WASHINGTON (Reuters) - The U.S. Internal Revenue Service is staffing up with high-powered talent to crack down on companies shifting profits from country to country to lower their tax bills, a strategy the agency has targeted before with only limited success.
The IRS showed its elevated concern on the issue, known as "transfer pricing," last May by hiring Samuel Maruca to fill the newly created post of transfer pricing director.
He has since brought aboard specialists from Big Four audit firms KPMG and Ernst & Young LLP, as well as law firm Mayer Brown and boutique consultancy Horst Frisch.
Maruca, who came from law firm Covington & Burling, is still recruiting. He told Reuters the agency previously had "had a difficult time attracting and retaining economists."
Now, he said, the IRS's international group "has significant external hiring authority."
Transfer pricing is a booming field of global tax law. It involves multinational corporations that are constantly moving goods, services and assets from one subsidiary to another in different countries and how they account for these "transfers."
By carefully manipulating the pricing of such moves, companies can effectively shift profits to low-tax countries from high-tax ones, lowering their overall tax costs.
Governments in the developing and developed world, many of them faced with crushing deficits, are working to curb transfer pricing because it reduces corporate tax revenues.

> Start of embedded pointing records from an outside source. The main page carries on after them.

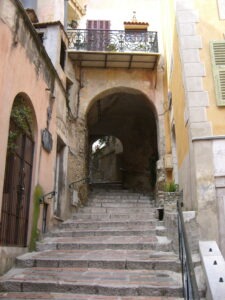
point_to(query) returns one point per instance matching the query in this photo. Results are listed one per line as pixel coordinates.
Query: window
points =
(98, 36)
(218, 65)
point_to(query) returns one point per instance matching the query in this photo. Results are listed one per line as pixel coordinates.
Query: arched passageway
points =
(130, 117)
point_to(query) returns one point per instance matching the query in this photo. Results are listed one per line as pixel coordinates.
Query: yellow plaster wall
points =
(211, 28)
(178, 96)
(174, 82)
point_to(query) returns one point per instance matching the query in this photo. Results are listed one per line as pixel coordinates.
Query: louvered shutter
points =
(97, 40)
(218, 65)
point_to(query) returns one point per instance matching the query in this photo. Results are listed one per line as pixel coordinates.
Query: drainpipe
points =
(65, 14)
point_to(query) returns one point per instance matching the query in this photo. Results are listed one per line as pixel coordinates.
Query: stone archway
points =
(131, 118)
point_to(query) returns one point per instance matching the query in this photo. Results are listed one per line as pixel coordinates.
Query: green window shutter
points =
(218, 66)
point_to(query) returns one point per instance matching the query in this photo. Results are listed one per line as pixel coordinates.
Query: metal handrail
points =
(112, 40)
(85, 179)
(190, 288)
(50, 196)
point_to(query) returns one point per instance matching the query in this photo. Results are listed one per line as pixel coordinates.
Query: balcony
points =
(113, 48)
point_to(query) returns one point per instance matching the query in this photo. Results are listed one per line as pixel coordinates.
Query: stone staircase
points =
(112, 249)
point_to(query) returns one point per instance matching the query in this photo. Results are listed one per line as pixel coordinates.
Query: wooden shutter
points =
(98, 24)
(218, 65)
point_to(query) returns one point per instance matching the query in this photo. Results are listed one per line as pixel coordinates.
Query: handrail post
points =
(190, 287)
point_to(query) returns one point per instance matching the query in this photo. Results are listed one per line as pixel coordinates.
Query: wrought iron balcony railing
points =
(113, 40)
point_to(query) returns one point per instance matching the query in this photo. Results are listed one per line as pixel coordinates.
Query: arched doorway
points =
(18, 174)
(106, 160)
(131, 118)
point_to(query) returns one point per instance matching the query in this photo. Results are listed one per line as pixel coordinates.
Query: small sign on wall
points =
(46, 138)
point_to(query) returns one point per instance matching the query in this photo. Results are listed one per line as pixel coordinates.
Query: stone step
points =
(82, 224)
(93, 281)
(120, 210)
(112, 231)
(106, 242)
(118, 199)
(126, 205)
(67, 296)
(113, 216)
(105, 259)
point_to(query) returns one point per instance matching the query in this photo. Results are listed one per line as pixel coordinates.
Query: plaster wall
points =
(24, 70)
(210, 28)
(196, 105)
(50, 11)
(219, 173)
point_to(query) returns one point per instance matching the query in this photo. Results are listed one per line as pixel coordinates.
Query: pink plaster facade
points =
(23, 71)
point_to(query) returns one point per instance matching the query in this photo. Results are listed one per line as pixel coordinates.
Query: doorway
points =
(18, 176)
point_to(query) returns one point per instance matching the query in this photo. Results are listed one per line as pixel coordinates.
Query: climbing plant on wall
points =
(20, 122)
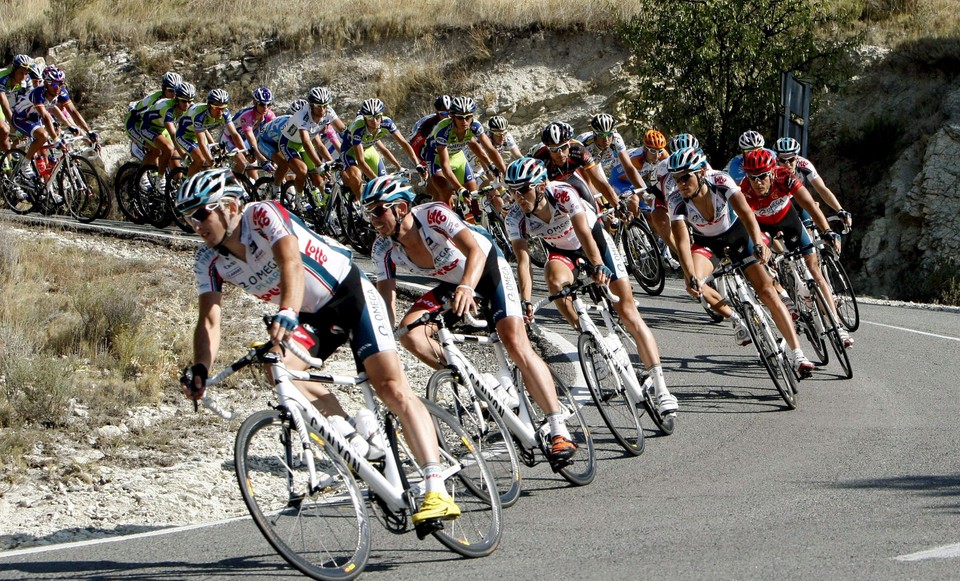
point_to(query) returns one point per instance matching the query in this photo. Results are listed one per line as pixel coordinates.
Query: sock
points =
(557, 426)
(432, 477)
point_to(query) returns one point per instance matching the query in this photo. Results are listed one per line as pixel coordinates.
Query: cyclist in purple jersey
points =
(432, 240)
(324, 301)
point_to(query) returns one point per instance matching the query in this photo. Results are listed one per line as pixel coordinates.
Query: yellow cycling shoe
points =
(436, 505)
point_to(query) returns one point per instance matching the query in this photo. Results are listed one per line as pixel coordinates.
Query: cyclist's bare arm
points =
(388, 290)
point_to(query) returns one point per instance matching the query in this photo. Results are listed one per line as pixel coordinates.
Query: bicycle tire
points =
(487, 429)
(175, 178)
(583, 465)
(616, 406)
(325, 534)
(832, 331)
(11, 179)
(478, 529)
(843, 294)
(770, 355)
(82, 189)
(643, 255)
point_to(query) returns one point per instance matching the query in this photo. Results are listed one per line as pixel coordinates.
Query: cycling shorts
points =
(357, 313)
(612, 258)
(497, 285)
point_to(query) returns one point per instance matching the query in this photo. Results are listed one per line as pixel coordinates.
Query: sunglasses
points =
(202, 213)
(371, 213)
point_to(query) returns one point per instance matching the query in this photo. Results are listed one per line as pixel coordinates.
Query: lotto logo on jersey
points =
(315, 252)
(436, 217)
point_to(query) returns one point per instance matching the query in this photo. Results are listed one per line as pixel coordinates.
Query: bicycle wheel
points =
(175, 179)
(582, 467)
(832, 331)
(643, 256)
(537, 251)
(15, 187)
(773, 359)
(847, 310)
(323, 533)
(477, 531)
(617, 408)
(82, 189)
(486, 428)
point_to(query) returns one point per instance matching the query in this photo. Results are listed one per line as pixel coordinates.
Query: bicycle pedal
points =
(428, 527)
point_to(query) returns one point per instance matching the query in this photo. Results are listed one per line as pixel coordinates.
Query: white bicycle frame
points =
(388, 485)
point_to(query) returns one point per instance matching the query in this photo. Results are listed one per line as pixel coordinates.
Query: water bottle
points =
(367, 426)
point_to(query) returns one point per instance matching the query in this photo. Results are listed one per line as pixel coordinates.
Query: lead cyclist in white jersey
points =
(431, 240)
(324, 300)
(573, 233)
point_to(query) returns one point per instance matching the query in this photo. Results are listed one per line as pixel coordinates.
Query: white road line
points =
(944, 552)
(912, 331)
(115, 539)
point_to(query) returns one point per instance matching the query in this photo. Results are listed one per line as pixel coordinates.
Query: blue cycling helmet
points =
(208, 187)
(686, 159)
(390, 188)
(525, 171)
(683, 141)
(263, 96)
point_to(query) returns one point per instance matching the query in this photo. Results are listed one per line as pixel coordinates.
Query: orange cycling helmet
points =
(653, 139)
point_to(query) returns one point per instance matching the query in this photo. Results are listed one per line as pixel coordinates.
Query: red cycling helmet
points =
(759, 161)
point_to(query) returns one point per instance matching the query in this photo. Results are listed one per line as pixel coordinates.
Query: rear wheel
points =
(324, 533)
(485, 427)
(770, 355)
(643, 256)
(617, 408)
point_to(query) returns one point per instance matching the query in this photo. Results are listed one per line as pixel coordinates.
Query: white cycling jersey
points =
(438, 225)
(721, 188)
(326, 264)
(302, 119)
(564, 202)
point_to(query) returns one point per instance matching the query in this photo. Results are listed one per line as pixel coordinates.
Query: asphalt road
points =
(861, 481)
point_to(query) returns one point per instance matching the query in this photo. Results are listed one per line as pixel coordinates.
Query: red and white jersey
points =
(772, 207)
(262, 225)
(438, 225)
(721, 188)
(564, 202)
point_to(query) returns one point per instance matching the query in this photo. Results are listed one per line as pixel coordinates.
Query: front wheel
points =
(484, 426)
(617, 407)
(471, 484)
(324, 533)
(773, 359)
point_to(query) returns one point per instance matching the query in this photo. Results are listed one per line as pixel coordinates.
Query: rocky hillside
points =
(906, 208)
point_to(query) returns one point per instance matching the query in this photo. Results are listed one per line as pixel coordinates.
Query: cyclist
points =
(249, 121)
(158, 146)
(711, 203)
(361, 160)
(324, 300)
(750, 140)
(567, 160)
(300, 143)
(431, 240)
(194, 126)
(771, 190)
(12, 79)
(450, 172)
(788, 155)
(575, 239)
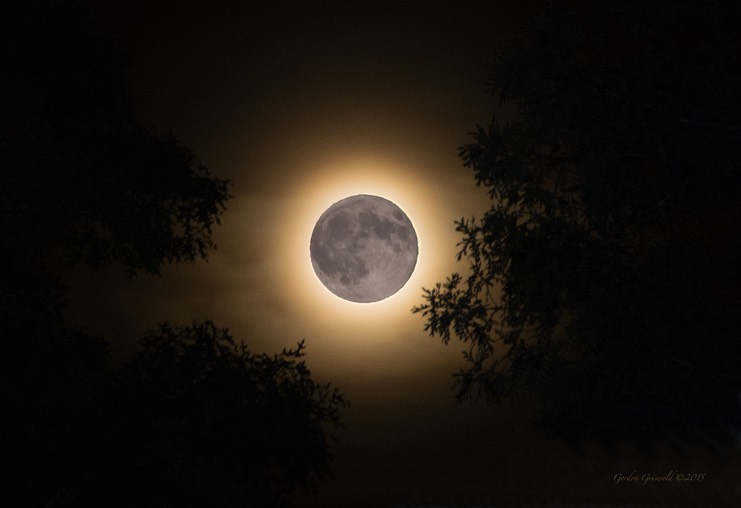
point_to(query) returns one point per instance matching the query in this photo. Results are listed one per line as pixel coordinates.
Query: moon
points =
(363, 248)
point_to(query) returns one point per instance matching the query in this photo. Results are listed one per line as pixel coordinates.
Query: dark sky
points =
(301, 104)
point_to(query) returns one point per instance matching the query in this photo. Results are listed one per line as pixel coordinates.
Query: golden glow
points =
(333, 182)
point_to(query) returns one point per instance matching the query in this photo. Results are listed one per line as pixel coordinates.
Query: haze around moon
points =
(364, 248)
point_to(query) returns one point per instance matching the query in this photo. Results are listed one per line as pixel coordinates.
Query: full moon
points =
(363, 248)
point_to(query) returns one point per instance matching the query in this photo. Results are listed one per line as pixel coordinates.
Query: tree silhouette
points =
(83, 180)
(193, 419)
(604, 278)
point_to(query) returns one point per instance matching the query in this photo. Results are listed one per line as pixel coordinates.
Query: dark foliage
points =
(193, 419)
(82, 180)
(605, 276)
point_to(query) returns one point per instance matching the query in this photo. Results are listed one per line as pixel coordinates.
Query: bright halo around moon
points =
(363, 248)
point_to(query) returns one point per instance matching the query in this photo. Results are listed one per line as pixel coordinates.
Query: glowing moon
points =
(363, 248)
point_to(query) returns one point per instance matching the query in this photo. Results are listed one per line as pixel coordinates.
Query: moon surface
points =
(364, 248)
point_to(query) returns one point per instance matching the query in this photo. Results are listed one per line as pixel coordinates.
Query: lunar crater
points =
(363, 248)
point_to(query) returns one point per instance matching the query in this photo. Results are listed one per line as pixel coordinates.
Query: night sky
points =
(300, 104)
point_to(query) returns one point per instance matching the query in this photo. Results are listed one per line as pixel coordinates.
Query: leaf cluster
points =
(603, 278)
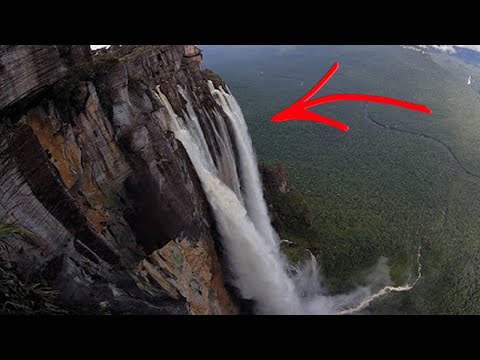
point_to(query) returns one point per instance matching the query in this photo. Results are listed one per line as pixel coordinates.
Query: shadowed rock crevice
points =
(88, 165)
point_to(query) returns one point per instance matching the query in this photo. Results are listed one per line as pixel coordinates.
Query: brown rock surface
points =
(118, 207)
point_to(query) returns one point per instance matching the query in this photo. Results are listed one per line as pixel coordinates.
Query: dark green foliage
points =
(7, 229)
(373, 191)
(71, 92)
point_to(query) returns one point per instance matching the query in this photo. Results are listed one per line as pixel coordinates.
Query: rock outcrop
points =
(114, 213)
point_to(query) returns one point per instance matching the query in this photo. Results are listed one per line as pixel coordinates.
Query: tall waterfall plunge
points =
(231, 182)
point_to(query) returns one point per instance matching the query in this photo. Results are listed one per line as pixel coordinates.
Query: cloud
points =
(473, 47)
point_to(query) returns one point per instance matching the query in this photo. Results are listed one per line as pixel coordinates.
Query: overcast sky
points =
(474, 47)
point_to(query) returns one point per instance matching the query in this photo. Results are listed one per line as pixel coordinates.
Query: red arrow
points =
(298, 110)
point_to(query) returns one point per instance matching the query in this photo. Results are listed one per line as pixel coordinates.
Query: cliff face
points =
(114, 212)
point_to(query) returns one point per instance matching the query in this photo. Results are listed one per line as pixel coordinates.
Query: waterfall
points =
(231, 182)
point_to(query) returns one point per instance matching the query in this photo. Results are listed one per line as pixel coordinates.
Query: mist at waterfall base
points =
(231, 182)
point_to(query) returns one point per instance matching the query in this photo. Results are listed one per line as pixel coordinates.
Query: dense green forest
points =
(375, 191)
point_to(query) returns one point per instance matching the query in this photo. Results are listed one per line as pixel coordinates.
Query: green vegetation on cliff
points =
(374, 191)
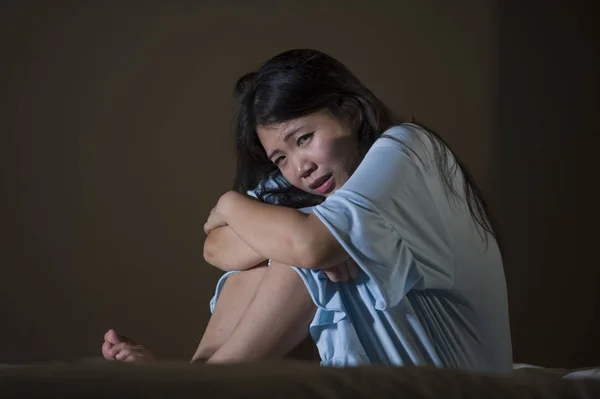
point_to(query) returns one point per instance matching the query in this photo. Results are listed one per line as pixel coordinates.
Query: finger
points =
(353, 270)
(344, 274)
(124, 353)
(332, 274)
(131, 358)
(118, 348)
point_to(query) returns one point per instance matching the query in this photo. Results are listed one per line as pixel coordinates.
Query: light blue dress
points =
(431, 290)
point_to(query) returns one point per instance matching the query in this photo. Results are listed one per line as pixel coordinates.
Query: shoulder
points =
(412, 142)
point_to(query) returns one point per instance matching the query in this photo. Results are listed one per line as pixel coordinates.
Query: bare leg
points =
(237, 293)
(275, 321)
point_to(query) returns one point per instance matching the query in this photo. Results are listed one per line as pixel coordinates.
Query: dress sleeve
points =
(387, 217)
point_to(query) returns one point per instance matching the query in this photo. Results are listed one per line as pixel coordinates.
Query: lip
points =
(323, 185)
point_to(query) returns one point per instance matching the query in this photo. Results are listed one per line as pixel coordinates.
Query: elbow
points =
(208, 252)
(309, 256)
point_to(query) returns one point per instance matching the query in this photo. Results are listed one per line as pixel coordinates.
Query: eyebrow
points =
(286, 138)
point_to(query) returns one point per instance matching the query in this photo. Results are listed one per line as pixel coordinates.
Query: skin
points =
(307, 150)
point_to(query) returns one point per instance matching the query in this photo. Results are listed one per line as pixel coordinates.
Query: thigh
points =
(237, 293)
(276, 321)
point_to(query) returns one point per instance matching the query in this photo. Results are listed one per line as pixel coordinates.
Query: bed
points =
(287, 379)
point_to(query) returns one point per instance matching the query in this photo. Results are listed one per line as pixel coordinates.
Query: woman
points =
(388, 196)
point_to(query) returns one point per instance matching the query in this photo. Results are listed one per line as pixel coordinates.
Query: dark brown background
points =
(115, 119)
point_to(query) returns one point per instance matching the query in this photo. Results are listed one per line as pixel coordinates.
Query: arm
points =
(283, 234)
(224, 249)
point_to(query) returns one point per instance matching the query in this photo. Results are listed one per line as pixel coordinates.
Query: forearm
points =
(224, 249)
(282, 234)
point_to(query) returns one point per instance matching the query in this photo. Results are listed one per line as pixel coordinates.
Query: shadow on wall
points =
(118, 143)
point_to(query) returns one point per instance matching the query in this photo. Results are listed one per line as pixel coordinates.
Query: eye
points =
(279, 160)
(304, 138)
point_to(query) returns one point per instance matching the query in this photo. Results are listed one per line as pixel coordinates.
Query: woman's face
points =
(316, 153)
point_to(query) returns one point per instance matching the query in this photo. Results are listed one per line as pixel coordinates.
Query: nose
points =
(304, 168)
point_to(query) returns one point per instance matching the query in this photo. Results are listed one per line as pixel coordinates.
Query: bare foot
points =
(118, 347)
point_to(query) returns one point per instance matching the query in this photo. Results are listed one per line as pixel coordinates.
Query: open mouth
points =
(323, 185)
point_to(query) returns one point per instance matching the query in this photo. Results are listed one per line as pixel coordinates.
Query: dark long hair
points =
(300, 82)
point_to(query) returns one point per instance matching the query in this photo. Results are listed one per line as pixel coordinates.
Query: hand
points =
(116, 347)
(342, 272)
(215, 219)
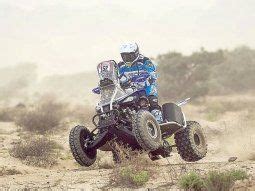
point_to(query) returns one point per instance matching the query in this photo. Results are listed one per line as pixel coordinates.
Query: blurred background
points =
(201, 47)
(49, 50)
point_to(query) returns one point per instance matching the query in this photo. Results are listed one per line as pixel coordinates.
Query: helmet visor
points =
(129, 57)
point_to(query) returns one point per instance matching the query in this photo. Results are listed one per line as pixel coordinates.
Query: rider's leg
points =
(155, 109)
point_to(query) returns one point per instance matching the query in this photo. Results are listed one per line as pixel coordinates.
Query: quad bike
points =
(122, 116)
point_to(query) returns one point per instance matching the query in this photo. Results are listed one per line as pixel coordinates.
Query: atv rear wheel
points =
(191, 142)
(147, 131)
(77, 141)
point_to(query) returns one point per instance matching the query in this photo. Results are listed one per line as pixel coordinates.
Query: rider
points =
(134, 64)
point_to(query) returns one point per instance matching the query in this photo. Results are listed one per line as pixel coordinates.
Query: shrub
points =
(191, 180)
(8, 171)
(213, 181)
(223, 180)
(43, 118)
(238, 175)
(36, 151)
(137, 178)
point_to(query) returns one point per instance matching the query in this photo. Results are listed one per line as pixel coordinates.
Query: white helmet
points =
(129, 52)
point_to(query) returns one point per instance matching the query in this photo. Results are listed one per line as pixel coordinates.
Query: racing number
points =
(105, 68)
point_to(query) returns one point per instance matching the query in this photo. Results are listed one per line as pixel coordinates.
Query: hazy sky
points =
(64, 36)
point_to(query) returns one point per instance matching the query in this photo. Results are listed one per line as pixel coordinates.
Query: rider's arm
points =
(151, 68)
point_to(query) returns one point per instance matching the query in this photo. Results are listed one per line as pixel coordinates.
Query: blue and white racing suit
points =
(143, 65)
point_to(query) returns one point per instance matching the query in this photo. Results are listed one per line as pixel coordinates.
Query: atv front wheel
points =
(147, 131)
(191, 142)
(77, 140)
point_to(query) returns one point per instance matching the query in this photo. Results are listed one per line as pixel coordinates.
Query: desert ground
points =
(230, 133)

IRS Commissioner Doug Shulman made changes at the agency in mid-2010 that set the stage for bringing in Maruca, who has filled 40 positions so far and plans to bring on up to 60 more staffers.
The IRS, which employs 90,000 people, saw its budget cut by 2.5 percent by Congress for fiscal 2012 to $11.8 billion.
Federal agencies often struggle to keep up with higher-paid private-sector professionals. The IRS is no exception and there is some skepticism about Maruca's chances.
"The economic crisis allowed the IRS to attract talented, experienced industry professionals who might not have been available previously," said ex-deputy IRS Commissioner Michael Dolan, now director of KPMG's Washington national tax practice.
"The $64,000 question is, what will be able to do ... and will he really have enough resources to change the game?"
To curtail tax avoidance through transfer pricing, governments seek to limit the ability of corporations to manipulate transfer prices. National laws, though variable from country to country, generally call for "arms-length" pricing.
In theory, that means corporations must set transfer prices that are at or near market level, not artificially raised or lowered. But enforcement is complex, especially for intangible assets, such as search-engine algorithms or trademarks.
"The valuation problems are insurmountable," said Edward Kleinbard, a professor at the University of Southern California and former chief of staff at the Joint Committee on Taxation, which analyzes tax policy for the U.S. Congress.
"There are billion-dollar disputes on just the arms-length transfer pricing of intangibles."
In December, payment transfer firm Western Union Co announced it was part of a $1.2 billion transfer pricing settlement with the IRS for taxes owed from 2003 through 2011. The dispute included intangible property and trademark royalties.
By one measure of transfer pricing enforcement, the IRS lags behind tax treaty partners. In fiscal 2011, 85 percent of transfer pricing audit adjustments were initiated by a foreign country, rather than by the IRS, according to IRS statistics. That was up from 77 percent in fiscal 2010.
Two major transfer pricing court decisions went against the IRS in 2009 and 2010.
"Clearly, the IRS is trying to figure out what to do next on its litigation strategy in these important transfer pricing cases," said Eric Solomon, a director at Ernst & Young, who called Maruca's group a "SWAT team."
As the IRS raises its game, the pharmaceutical and high-tech sectors can expect close scrutiny, tax professionals said.
Businesses are sure to fight back. The IRS has ruffled feathers on transfer pricing before with limited results.
"Anybody who thinks the IRS can ultimately enforce transfer pricing is either an eternal optimist or delusional," said Richard Harvey, a tax professor at Villanova University and former senior adviser to the IRS's Shulman.
The staff changes and hiring at IRS "will help them on the margins," Harvey said. "But they're still fighting a very difficult battle where the deck is stacked against them."